Data governance is the framework of policies, ownership, and controls that ensure data is accurate, secure, and compliant. It assigns accountability to data owners, enforces standards, and ensures consistency across the organization. Strong governance not only reduces compliance risks but also builds trust in data for AI and analytics initiatives.
What is the difference between a data catalog and metadata management?
A data catalog is a user-facing tool that provides a searchable inventory of data assets, enriched with business context such as ownership, lineage, and quality. It’s designed to help users easily discover, understand, and trust data across the organization. Metadata management, on the other hand, is the broader discipline of collecting, storing, and maintaining metadata (technical, business, and operational). It involves defining standards, policies, and processes for metadata to ensure consistency and governance. In short, metadata management is the foundation—it structures and governs metadata—while a data catalog is the application layer that makes this metadata accessible and actionable for business and technical users.
What features should you look for in a modern data catalog?
A strong catalog includes metadata harvesting, search and discovery, lineage visualization, business glossary integration, access controls, and collaboration features like data ratings or comments. More advanced catalogs integrate with observability platforms, enabling teams to not only find data but also understand its quality and reliability.
Why do businesses need a data catalog?
Without a catalog, employees often struggle to find the right datasets or waste time duplicating efforts. A data catalog solves this by centralizing metadata, providing business context, and improving collaboration. It enhances productivity, accelerates analytics projects, reduces compliance risks, and enables data democratization across teams.
What is a data catalog and how does it work?
A data catalog is a centralized inventory that organizes metadata about data assets, making them searchable and easy to understand. It typically extracts metadata automatically from various sources like databases, warehouses, and BI tools. Users can then discover datasets, understand their lineage, and see how they’re used across the organization.
What are the key features of a data observability platform?
Modern platforms include anomaly detection, schema and freshness monitoring, end-to-end lineage visualization, and alerting systems. Some also integrate with business glossaries, support SLA monitoring, and automate root cause analysis. Together, these features provide a holistic view of both technical data pipelines and business data quality.
How is data observability different from data monitoring?
Monitoring typically tracks system metrics (like CPU usage or uptime), whereas observability provides deep visibility into how data behaves across systems. Observability answers not only “is something wrong?” but also “why did it go wrong?” and “how does it impact downstream consumers?” This makes it a foundational practice for building AI-ready, trustworthy data systems.

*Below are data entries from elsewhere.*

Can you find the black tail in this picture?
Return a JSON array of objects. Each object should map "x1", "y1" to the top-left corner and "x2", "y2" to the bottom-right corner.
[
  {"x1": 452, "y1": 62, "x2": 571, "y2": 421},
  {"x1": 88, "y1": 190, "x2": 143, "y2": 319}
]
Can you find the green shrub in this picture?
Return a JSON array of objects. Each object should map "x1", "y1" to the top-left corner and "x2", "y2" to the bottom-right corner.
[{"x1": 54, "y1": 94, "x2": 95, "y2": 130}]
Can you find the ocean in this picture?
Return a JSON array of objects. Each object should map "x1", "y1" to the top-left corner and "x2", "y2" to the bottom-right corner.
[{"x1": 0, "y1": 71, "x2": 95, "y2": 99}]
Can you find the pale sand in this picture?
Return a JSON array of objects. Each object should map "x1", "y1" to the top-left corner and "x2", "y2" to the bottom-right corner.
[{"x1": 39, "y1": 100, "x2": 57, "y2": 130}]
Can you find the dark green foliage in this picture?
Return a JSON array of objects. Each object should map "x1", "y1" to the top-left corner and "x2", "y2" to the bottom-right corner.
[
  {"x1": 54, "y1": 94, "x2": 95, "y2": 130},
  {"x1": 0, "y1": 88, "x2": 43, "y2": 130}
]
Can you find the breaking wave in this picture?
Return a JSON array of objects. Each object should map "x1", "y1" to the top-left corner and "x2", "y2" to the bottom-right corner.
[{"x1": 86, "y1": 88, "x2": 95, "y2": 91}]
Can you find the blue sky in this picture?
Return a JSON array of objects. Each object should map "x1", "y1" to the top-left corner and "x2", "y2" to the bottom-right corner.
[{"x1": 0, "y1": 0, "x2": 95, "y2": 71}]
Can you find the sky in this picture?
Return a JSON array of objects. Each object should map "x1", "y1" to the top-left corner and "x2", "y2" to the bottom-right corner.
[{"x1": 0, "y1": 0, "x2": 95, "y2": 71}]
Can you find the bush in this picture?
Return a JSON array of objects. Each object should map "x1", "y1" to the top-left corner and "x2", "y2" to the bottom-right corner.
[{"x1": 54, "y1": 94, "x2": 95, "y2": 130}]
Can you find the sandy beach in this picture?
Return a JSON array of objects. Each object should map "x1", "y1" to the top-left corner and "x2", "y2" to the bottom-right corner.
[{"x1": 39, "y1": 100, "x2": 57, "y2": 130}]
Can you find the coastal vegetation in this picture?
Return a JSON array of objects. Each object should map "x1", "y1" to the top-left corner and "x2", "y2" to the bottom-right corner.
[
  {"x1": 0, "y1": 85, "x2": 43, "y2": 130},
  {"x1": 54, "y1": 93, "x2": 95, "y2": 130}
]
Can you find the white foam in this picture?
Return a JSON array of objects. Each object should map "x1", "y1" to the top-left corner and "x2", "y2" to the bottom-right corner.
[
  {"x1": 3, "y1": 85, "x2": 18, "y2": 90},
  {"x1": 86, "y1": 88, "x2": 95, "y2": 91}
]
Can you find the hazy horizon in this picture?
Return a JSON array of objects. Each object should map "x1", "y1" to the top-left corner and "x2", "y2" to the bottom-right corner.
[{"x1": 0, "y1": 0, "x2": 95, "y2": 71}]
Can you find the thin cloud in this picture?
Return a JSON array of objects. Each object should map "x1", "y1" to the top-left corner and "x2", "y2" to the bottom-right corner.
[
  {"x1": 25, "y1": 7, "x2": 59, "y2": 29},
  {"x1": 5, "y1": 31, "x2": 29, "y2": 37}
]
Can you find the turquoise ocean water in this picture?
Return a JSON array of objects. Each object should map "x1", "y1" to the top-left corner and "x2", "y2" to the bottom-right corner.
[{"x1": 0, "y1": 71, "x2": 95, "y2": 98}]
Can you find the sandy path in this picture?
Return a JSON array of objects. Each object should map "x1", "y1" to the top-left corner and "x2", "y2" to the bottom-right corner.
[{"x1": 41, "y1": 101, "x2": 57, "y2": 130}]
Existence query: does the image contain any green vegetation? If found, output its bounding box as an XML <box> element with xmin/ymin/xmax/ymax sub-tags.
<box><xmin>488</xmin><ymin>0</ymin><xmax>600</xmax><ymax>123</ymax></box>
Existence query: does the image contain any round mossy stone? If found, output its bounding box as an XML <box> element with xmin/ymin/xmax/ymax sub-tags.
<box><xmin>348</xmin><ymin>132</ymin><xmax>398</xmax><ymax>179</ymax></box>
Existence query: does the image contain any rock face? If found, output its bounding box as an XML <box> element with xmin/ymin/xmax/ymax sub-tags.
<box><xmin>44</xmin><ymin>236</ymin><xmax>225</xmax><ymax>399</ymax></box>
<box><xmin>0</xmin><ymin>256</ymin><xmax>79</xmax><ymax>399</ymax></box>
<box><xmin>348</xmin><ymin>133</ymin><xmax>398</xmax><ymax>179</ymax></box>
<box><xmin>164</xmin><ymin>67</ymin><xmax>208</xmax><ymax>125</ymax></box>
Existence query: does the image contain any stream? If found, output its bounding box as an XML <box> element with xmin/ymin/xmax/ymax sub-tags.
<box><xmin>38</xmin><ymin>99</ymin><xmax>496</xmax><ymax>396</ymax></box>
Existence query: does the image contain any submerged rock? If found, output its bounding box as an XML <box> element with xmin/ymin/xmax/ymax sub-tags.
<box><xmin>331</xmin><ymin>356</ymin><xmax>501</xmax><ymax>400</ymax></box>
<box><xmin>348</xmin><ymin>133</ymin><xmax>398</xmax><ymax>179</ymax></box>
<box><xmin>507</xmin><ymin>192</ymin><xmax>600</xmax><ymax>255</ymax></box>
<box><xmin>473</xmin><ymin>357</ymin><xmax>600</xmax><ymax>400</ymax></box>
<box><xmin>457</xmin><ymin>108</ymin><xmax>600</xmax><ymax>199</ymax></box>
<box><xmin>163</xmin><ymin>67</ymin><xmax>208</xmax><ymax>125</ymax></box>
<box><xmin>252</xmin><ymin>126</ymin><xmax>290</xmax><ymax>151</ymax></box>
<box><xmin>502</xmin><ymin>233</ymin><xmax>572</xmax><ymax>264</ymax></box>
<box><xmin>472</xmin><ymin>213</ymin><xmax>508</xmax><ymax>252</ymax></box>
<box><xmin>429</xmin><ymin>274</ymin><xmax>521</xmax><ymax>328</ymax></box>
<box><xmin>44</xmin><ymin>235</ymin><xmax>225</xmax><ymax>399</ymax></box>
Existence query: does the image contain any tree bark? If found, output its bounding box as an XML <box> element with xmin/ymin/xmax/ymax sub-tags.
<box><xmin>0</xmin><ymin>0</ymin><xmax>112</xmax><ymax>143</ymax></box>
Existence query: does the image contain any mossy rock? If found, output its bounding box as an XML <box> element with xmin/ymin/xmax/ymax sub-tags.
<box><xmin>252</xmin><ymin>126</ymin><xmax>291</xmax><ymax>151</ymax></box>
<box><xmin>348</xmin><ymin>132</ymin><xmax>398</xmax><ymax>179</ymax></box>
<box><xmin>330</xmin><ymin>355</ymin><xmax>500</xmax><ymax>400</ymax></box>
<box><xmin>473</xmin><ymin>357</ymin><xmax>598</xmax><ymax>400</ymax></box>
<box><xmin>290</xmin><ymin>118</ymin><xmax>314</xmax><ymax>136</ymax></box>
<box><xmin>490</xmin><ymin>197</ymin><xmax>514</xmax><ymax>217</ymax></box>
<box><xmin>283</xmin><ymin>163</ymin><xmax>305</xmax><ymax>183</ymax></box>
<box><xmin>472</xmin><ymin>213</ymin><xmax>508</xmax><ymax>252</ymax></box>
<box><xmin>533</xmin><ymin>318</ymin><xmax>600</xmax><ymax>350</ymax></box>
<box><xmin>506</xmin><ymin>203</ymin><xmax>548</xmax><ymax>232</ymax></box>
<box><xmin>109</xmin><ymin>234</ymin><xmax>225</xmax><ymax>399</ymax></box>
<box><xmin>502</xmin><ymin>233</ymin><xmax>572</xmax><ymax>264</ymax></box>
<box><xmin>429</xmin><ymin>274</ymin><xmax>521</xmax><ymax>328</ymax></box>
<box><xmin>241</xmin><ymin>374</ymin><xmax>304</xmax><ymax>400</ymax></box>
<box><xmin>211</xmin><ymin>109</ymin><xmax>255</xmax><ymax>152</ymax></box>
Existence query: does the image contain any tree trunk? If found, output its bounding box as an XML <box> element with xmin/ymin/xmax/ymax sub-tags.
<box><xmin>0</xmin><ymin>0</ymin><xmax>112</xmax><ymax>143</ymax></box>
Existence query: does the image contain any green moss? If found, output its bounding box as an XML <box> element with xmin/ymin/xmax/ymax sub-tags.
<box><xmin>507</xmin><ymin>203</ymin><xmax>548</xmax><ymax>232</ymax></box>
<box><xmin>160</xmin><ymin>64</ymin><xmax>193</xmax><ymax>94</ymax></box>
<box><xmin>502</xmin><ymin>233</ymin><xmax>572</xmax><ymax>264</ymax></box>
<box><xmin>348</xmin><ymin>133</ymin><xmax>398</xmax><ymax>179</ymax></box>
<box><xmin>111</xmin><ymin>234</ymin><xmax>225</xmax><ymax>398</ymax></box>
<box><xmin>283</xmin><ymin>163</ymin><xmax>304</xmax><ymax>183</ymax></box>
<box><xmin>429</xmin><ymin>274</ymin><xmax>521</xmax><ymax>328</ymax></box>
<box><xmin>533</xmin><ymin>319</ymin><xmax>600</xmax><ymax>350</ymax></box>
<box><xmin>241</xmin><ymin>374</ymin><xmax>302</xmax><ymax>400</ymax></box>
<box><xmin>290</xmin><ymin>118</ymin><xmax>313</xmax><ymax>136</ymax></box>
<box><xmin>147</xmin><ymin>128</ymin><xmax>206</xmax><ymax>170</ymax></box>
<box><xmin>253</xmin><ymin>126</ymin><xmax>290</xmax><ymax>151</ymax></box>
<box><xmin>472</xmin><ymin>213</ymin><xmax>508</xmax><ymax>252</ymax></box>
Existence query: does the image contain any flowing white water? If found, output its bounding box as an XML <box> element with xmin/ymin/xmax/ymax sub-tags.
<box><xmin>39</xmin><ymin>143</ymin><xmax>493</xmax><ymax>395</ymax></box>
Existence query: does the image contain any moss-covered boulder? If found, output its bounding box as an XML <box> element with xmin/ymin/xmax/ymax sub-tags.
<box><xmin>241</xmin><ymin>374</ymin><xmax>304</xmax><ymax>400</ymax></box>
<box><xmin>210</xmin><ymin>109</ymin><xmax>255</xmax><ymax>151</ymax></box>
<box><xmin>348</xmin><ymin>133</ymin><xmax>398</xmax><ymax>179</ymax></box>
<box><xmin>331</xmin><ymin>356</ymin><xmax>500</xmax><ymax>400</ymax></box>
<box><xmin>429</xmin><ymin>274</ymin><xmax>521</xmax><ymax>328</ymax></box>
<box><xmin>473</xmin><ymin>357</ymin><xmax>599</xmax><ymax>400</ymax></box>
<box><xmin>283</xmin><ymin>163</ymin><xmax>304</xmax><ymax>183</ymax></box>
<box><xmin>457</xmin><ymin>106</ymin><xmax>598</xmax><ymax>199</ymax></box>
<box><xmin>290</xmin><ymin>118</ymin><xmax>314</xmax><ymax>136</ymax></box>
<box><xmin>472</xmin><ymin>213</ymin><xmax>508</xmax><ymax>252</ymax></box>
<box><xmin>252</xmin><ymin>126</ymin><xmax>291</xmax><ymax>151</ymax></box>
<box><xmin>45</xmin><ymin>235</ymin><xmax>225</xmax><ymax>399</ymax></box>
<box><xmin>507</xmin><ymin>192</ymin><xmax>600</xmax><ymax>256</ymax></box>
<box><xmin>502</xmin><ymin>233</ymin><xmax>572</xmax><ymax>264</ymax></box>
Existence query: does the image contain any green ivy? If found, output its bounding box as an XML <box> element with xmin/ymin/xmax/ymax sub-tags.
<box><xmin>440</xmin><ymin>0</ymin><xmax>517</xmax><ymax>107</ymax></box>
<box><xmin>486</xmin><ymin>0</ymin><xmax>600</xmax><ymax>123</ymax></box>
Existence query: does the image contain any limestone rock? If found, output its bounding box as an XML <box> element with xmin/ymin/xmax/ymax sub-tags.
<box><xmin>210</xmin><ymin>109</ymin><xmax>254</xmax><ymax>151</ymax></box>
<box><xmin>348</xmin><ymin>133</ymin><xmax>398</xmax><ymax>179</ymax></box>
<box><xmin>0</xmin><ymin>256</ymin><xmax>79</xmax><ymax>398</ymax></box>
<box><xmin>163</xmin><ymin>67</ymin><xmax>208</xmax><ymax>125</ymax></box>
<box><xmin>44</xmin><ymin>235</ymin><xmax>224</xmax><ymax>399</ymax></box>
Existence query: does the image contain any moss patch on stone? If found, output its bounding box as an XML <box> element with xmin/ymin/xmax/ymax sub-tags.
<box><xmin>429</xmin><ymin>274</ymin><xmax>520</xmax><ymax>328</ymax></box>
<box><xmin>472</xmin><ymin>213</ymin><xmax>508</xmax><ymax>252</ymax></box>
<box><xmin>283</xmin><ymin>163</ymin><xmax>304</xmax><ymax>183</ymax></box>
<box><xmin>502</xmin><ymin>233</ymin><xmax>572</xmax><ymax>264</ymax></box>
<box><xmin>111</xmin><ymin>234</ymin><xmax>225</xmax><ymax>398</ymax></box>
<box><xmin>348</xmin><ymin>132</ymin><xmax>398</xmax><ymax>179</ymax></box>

What are the key pillars of Data Observability?
The five common pillars include: Freshness, Volume, Schema, Lineage, and Quality. Together, they provide a 360° view of how data flows and where issues might occur.
What is Data Observability and why is it important?
Data observability is the practice of continuously monitoring, tracking, and understanding the health of your data systems. It goes beyond simple monitoring by giving visibility into data freshness, schema changes, anomalies, and lineage. This helps organizations quickly detect and resolve issues before they impact analytics or AI models. For enterprises, data observability builds trust in data pipelines, ensuring decisions are made with reliable and accurate information.